LETTERS: Brentwood school salaries, teacher accountability
Brentwood salaries cook up controversy
The story about job cuts in the Brentwood school district is symbolic of the problem facing Long Island taxpayers.
No one likes to see people lose their jobs, especially during this troubled economic time. However, the fact that this district had three people performing the same job as school cook manager - with salaries near or beyond $100,000 - is a travesty. Individuals with similar jobs in the private sector would be hard-pressed to earn half that.
Is it any surprise that taxpayers are drowning because of bloated and inefficient school budgets?
Michael Tartaglia
Embracing teacher
accountability
As a former teacher union president, high school principal and lifelong educator, I must voice strong agreement with the essay by Leonard Pitts Jr. .

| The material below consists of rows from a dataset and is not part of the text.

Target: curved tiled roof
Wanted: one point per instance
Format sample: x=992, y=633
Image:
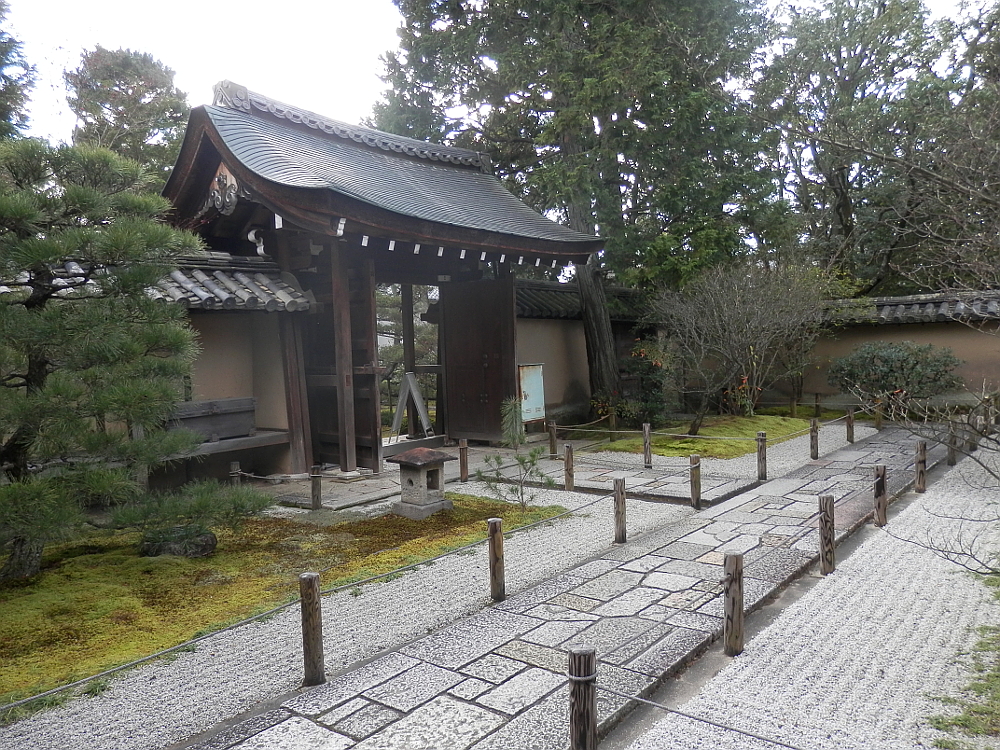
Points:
x=419, y=188
x=234, y=96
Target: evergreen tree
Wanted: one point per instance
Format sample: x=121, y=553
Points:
x=613, y=115
x=16, y=79
x=126, y=101
x=90, y=366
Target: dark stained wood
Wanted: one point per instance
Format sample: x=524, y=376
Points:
x=568, y=476
x=312, y=630
x=478, y=355
x=732, y=628
x=761, y=456
x=827, y=540
x=316, y=487
x=881, y=496
x=582, y=698
x=620, y=531
x=409, y=355
x=498, y=586
x=695, y=475
x=463, y=459
x=296, y=393
x=343, y=357
x=920, y=467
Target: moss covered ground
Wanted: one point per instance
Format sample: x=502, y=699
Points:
x=97, y=604
x=728, y=436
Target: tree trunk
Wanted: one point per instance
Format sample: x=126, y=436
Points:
x=25, y=560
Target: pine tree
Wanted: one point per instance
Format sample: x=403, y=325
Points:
x=126, y=101
x=16, y=79
x=90, y=366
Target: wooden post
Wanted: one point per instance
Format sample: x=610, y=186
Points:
x=582, y=698
x=568, y=467
x=316, y=476
x=827, y=560
x=695, y=472
x=498, y=587
x=344, y=359
x=463, y=459
x=920, y=467
x=619, y=511
x=312, y=630
x=733, y=624
x=762, y=456
x=970, y=434
x=881, y=496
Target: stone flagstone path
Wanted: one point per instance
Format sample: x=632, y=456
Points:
x=496, y=680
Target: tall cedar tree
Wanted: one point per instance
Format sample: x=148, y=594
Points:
x=16, y=79
x=126, y=101
x=611, y=114
x=90, y=366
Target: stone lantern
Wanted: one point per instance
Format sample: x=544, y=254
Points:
x=421, y=482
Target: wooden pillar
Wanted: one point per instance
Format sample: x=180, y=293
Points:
x=827, y=539
x=695, y=475
x=345, y=362
x=881, y=496
x=312, y=630
x=498, y=586
x=761, y=456
x=413, y=428
x=920, y=467
x=316, y=480
x=732, y=628
x=582, y=699
x=620, y=534
x=296, y=394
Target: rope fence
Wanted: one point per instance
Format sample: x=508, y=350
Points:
x=189, y=644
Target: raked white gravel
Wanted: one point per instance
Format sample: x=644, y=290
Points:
x=167, y=701
x=858, y=662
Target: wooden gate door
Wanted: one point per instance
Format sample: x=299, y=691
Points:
x=478, y=354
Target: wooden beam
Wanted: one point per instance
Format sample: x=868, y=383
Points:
x=409, y=353
x=344, y=360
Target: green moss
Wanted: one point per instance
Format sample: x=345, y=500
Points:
x=776, y=427
x=97, y=604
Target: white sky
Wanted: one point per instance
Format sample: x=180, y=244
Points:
x=321, y=55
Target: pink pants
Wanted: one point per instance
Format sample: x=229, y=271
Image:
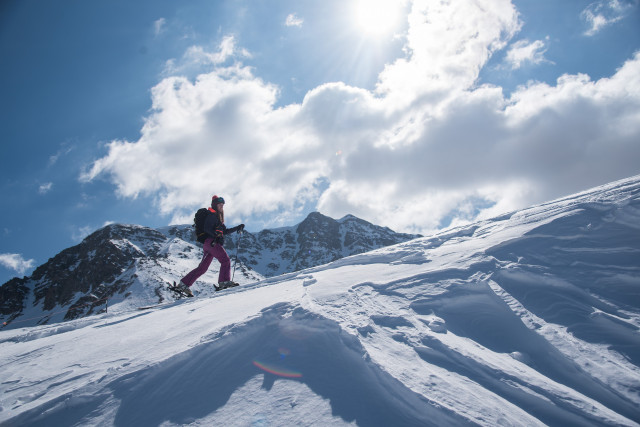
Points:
x=210, y=252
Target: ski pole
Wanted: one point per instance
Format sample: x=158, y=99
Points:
x=237, y=250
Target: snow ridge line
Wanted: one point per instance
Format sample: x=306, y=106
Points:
x=54, y=313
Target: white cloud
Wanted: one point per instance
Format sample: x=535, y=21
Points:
x=293, y=21
x=428, y=147
x=159, y=26
x=16, y=263
x=45, y=188
x=603, y=13
x=197, y=58
x=524, y=51
x=79, y=233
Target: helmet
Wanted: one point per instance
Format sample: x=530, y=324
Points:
x=215, y=200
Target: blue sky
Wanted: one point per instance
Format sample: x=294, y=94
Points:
x=411, y=114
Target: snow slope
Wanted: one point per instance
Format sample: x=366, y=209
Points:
x=528, y=319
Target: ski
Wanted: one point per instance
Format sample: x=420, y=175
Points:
x=179, y=292
x=226, y=285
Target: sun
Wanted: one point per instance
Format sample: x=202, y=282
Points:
x=377, y=17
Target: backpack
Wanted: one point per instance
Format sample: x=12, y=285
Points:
x=198, y=223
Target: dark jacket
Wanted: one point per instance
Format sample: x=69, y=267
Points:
x=216, y=229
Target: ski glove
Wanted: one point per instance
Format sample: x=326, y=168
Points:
x=219, y=239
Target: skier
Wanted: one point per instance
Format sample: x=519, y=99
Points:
x=213, y=248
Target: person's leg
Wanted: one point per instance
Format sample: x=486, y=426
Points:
x=221, y=255
x=202, y=268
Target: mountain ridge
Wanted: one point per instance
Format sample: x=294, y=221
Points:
x=529, y=318
x=105, y=266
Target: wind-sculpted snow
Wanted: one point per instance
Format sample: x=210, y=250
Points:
x=528, y=319
x=124, y=266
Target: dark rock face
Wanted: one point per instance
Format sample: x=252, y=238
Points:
x=315, y=241
x=81, y=278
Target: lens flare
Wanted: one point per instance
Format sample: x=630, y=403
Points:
x=277, y=370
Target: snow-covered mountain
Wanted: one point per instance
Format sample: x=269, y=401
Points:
x=531, y=318
x=126, y=266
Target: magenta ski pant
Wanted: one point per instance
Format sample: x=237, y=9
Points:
x=210, y=252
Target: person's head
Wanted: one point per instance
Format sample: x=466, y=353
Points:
x=217, y=202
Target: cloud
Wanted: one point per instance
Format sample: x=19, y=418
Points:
x=159, y=26
x=16, y=263
x=45, y=188
x=427, y=148
x=197, y=58
x=603, y=13
x=524, y=51
x=79, y=233
x=293, y=21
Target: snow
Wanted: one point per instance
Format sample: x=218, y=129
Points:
x=532, y=318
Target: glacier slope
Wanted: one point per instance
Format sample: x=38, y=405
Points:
x=528, y=319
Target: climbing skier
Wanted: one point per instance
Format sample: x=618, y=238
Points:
x=213, y=246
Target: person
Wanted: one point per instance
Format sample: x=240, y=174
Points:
x=213, y=247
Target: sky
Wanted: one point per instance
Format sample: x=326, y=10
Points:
x=412, y=114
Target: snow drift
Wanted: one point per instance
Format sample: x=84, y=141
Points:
x=531, y=318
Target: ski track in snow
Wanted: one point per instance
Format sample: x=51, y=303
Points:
x=532, y=318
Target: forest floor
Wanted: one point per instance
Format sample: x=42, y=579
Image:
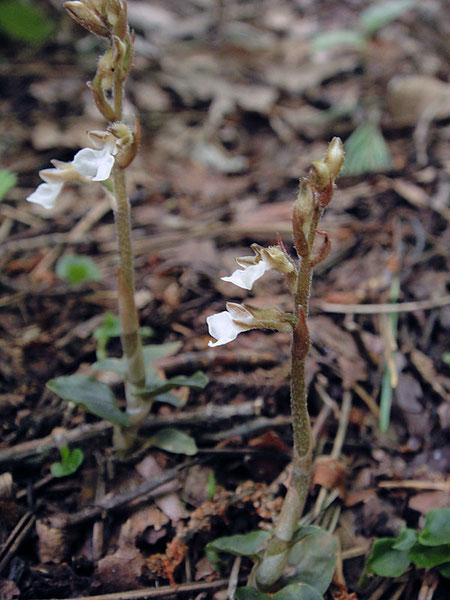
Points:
x=234, y=106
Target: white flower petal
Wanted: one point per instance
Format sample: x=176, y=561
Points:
x=222, y=327
x=94, y=164
x=46, y=194
x=245, y=278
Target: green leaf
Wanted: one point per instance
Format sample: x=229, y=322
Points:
x=70, y=462
x=341, y=37
x=429, y=556
x=298, y=591
x=23, y=21
x=76, y=269
x=116, y=365
x=175, y=441
x=7, y=181
x=378, y=15
x=384, y=560
x=249, y=593
x=247, y=544
x=155, y=386
x=314, y=559
x=437, y=527
x=154, y=351
x=405, y=539
x=366, y=151
x=92, y=395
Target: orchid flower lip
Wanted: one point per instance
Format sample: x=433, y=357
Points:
x=222, y=327
x=245, y=278
x=46, y=193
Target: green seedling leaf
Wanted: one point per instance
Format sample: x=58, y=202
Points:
x=341, y=37
x=405, y=539
x=154, y=351
x=22, y=20
x=384, y=560
x=7, y=181
x=378, y=15
x=366, y=151
x=437, y=527
x=155, y=387
x=247, y=544
x=298, y=591
x=76, y=269
x=92, y=395
x=168, y=398
x=116, y=365
x=314, y=559
x=211, y=485
x=249, y=593
x=175, y=441
x=429, y=556
x=69, y=463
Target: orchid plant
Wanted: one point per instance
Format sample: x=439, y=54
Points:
x=114, y=150
x=316, y=192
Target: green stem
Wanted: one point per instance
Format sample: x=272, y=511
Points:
x=137, y=408
x=271, y=567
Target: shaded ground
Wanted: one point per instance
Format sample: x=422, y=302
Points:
x=234, y=107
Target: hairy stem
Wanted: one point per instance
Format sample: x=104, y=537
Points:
x=271, y=567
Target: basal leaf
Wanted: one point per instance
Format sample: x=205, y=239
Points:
x=380, y=14
x=7, y=181
x=437, y=527
x=314, y=559
x=384, y=560
x=246, y=544
x=154, y=351
x=298, y=591
x=22, y=20
x=76, y=269
x=70, y=462
x=366, y=151
x=92, y=395
x=429, y=556
x=340, y=37
x=405, y=539
x=249, y=593
x=175, y=441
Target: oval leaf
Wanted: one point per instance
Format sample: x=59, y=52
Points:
x=384, y=560
x=93, y=396
x=247, y=544
x=437, y=527
x=314, y=559
x=297, y=591
x=174, y=440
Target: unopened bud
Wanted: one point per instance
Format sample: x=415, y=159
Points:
x=85, y=15
x=335, y=156
x=319, y=175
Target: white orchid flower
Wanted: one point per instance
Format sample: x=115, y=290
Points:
x=87, y=164
x=46, y=193
x=245, y=278
x=223, y=326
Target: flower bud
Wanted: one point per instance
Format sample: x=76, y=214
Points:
x=84, y=14
x=335, y=156
x=319, y=175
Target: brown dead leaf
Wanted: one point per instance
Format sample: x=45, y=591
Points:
x=120, y=571
x=339, y=346
x=331, y=474
x=164, y=565
x=8, y=590
x=425, y=501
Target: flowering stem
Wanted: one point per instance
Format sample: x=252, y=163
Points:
x=277, y=552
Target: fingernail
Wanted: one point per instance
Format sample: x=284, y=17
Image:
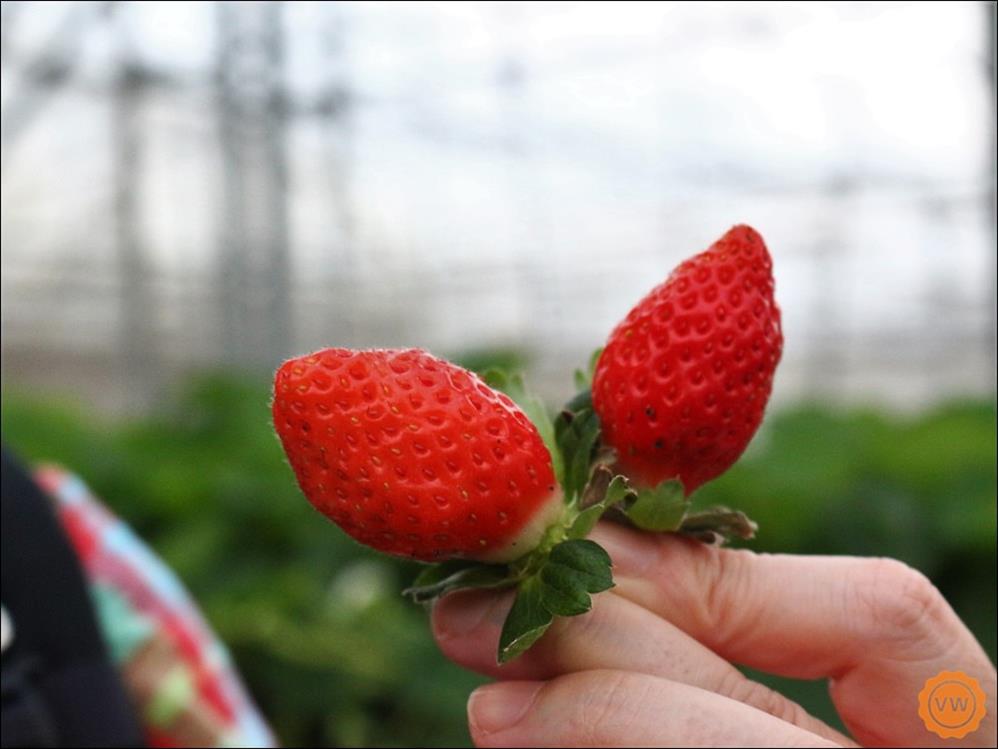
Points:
x=496, y=707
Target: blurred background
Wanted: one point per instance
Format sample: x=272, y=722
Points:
x=192, y=192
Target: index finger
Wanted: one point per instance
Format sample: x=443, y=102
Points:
x=876, y=627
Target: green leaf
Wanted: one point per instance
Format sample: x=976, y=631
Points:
x=440, y=579
x=661, y=508
x=718, y=524
x=514, y=386
x=581, y=401
x=576, y=436
x=562, y=591
x=615, y=491
x=584, y=378
x=580, y=562
x=526, y=622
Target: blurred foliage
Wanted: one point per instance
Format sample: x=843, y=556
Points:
x=332, y=653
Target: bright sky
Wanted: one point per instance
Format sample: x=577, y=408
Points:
x=638, y=133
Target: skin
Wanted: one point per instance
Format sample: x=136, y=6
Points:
x=651, y=664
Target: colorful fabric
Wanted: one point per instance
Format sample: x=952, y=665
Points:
x=178, y=674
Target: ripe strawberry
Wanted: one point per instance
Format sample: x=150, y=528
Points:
x=683, y=381
x=415, y=456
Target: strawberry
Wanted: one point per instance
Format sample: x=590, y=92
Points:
x=681, y=386
x=415, y=456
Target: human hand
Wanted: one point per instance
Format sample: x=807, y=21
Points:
x=650, y=665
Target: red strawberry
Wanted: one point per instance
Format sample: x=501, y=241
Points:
x=415, y=456
x=683, y=381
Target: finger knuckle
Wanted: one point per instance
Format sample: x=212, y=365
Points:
x=897, y=600
x=605, y=714
x=724, y=580
x=768, y=701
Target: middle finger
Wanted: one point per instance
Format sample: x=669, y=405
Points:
x=616, y=634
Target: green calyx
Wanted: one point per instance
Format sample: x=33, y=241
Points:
x=559, y=576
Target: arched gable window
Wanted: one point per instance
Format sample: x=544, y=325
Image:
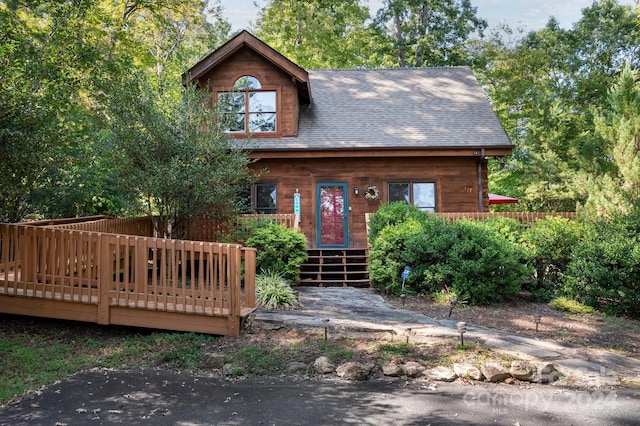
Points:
x=248, y=108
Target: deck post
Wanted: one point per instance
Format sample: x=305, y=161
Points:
x=104, y=278
x=249, y=277
x=234, y=289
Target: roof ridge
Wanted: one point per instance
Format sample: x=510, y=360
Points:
x=392, y=68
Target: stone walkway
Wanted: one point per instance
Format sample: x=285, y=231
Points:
x=356, y=311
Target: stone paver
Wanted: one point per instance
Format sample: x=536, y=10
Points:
x=355, y=310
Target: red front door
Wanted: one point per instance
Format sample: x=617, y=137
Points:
x=332, y=214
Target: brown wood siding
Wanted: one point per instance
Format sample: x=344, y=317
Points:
x=456, y=185
x=248, y=62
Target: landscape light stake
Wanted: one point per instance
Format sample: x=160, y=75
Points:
x=462, y=328
x=537, y=318
x=325, y=322
x=452, y=304
x=250, y=319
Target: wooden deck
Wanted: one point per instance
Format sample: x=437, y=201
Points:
x=129, y=280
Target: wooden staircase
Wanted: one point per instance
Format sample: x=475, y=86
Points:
x=336, y=267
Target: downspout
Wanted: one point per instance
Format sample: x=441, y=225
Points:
x=480, y=189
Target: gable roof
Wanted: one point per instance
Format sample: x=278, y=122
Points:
x=245, y=39
x=401, y=108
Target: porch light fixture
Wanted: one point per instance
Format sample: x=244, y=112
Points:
x=250, y=318
x=325, y=323
x=462, y=328
x=452, y=304
x=537, y=318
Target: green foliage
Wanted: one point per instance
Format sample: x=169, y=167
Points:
x=469, y=259
x=390, y=214
x=481, y=266
x=419, y=33
x=569, y=305
x=318, y=33
x=56, y=160
x=619, y=126
x=274, y=292
x=444, y=297
x=280, y=250
x=546, y=86
x=179, y=164
x=550, y=243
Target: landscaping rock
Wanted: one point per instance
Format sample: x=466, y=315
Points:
x=353, y=371
x=440, y=374
x=231, y=370
x=467, y=371
x=296, y=367
x=211, y=360
x=524, y=370
x=391, y=369
x=322, y=365
x=412, y=369
x=547, y=373
x=494, y=372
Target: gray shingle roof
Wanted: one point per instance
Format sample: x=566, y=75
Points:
x=423, y=108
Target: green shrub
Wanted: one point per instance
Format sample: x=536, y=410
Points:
x=279, y=249
x=550, y=243
x=468, y=258
x=510, y=229
x=604, y=270
x=391, y=214
x=274, y=292
x=481, y=266
x=570, y=305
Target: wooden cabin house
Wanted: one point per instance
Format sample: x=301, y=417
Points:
x=339, y=143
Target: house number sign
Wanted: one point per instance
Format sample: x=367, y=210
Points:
x=296, y=204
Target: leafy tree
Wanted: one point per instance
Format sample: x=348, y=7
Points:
x=317, y=33
x=427, y=32
x=544, y=88
x=619, y=126
x=183, y=167
x=51, y=54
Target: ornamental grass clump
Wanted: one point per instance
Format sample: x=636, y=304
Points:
x=274, y=292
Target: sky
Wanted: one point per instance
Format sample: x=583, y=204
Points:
x=526, y=14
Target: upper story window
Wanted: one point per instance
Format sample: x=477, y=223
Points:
x=248, y=108
x=422, y=194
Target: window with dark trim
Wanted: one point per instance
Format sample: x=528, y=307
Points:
x=421, y=194
x=248, y=108
x=265, y=197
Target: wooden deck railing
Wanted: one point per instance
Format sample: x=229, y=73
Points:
x=526, y=218
x=210, y=229
x=125, y=279
x=203, y=230
x=141, y=226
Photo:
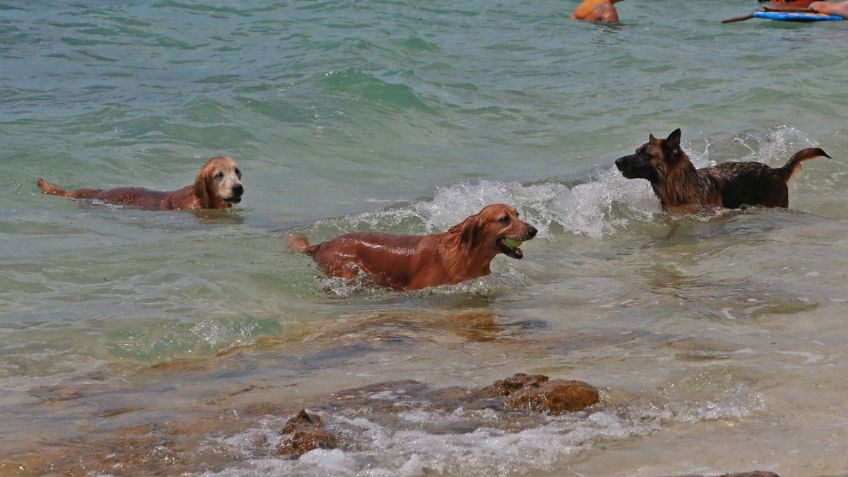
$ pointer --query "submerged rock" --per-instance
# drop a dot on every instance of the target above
(755, 473)
(303, 433)
(539, 393)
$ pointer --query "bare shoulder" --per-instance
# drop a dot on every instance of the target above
(606, 12)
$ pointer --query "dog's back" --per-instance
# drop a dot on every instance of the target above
(754, 183)
(733, 184)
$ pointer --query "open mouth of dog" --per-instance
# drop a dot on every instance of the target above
(510, 247)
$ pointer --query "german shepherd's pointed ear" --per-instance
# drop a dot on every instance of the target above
(468, 230)
(673, 141)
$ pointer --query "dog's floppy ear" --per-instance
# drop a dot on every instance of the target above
(468, 230)
(204, 190)
(673, 141)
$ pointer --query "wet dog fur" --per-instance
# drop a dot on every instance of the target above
(217, 186)
(732, 185)
(407, 262)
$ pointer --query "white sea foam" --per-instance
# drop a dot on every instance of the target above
(384, 450)
(597, 208)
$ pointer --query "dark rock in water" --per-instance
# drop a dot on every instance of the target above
(507, 386)
(538, 393)
(303, 433)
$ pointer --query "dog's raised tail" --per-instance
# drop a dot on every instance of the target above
(299, 244)
(793, 165)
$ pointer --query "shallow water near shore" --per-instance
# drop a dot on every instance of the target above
(136, 342)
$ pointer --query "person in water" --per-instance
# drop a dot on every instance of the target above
(597, 11)
(831, 8)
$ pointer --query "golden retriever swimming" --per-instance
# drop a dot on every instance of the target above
(408, 262)
(217, 186)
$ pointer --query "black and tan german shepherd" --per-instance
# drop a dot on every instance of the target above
(732, 185)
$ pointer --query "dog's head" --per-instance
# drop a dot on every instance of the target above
(495, 229)
(218, 185)
(653, 159)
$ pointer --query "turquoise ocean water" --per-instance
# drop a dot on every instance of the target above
(724, 336)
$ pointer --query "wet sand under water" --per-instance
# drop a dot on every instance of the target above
(670, 404)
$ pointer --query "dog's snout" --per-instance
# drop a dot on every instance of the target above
(619, 163)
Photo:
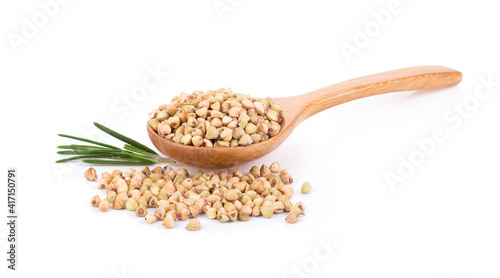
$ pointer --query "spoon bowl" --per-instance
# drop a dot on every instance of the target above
(296, 109)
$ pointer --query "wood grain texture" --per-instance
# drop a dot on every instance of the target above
(298, 108)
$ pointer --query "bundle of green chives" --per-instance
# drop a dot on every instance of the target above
(133, 152)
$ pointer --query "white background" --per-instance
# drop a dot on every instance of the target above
(442, 221)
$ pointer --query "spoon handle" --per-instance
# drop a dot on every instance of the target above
(406, 79)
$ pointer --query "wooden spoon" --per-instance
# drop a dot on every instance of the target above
(298, 108)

For far too long, teacher unions have prioritized job security so tightly that it has served as a major obstacle to badly needed school reforms and improvements.
Our nation's schools are long overdue for systemic change and genuine reform. Teacher unions have the potential to be central catalysts and leaders for this needed reformation.
Stan Friedland
Leonard Pitts Jr.'s article provided readers with a simple resolution to the never-ending education problem. Newsday should reprint the article for one week for new readers to get the full story.
John Herman
The question that evades the politicians and pundits who are so eager to scapegoat teachers remains: How and by whom is accountability to be defined and measured? The perpetual answer is tests and more tests.
The problem is that tests measure how faithfully a teacher "taught to the test," how generously constructed or graded the test was, how privileged the students were, etc. All have little to do with real accountability.
Educators need to be respected, empowered and allowed to be innovative. Their performance should be measured not by standards of the business world or political arena, but by experienced educators who understand that learning is subject to complex factors.
Good teachers embrace accountability for the effort, caring, creativity and knowledge they show, and the growth, thinking, feeling and motivation for future learning that they stimulate in their students.
Alan M. Weber
Editor's note: The author is an assistant professor of early childhood education at Suffolk County Community College and has been a teacher and teacher educator for 35 years.